Salta Chile SurBy this time we had decided that the unit of analysis was going to be the project, and we could therefore in principle assemble all the river reaches related to the intake and restitution points. And because all the fluvial OdVs were already on the river reaches, we decided that the logical thing to do was to transfer the non-fluvial OdVs onto the same reaches. So, for example, a river running through a national park or nearby an indigenous community could “receive” the presence of those OdVs. One of my colleagues who likes to use a (cough cough) closed-source GIS used that tool to transfer the non-fluvial OdVs to the river reaches. But we could have used QGIS.

At this point we had all of the OdVs, fluvial or otherwise, on river reaches and it was time to group those reaches into projects.
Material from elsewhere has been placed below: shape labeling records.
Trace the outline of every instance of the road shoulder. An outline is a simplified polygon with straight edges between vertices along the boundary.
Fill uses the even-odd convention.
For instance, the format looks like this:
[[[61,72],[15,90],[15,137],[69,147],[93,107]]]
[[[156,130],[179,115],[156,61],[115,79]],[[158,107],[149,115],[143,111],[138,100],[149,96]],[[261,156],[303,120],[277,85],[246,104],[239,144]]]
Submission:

This required relatively heavy-duty scripting, for which we chose the open source Groovy programming language in general, open source GeoScript-Groovy spatial extensions, and the open source OpenCSV to read and write files that could be used in QGIS or LibreOffice Calc. Have I mentioned that I really like Groovy, and that GeoScript provides a lovely groovy way to “do spatial stuff”? Yeah!

Finally, we had a file in CSV format with three colums: project identifier, hydroelectric potential of the project in megawatts, and the total value of OdVs associated with the reaches related to the project. To select the “best” projects, we adapted the wonderful 0-1 Knapsack code on RosettaCode. Look at that, 11 lines of groovy goodness to implement a dynamic programming solution to the 0-1 Knapsack problem. Can’t beat that!

With all these bits and pieces—mostly open source and open data—we could test the framework out on a bunch of different scenarios. One of the really interesting things we learned is that the hydroelectric potential is extremely concentrated, and that it is possible to generate a considerable amount of power while only interacting with 5% or less of the other landscape values. I believe this to be one of the most profound outcomes of our work: There is a kind of efficiency at work here, looking for a way to get maximum value from a given amount of development and therefore requiring less development and less impact overall, and in turn creating better opportunity for inclusivity.

And, because the framework is made from open source components, there’s no reason others can’t use it to solve their own resource allocation problems.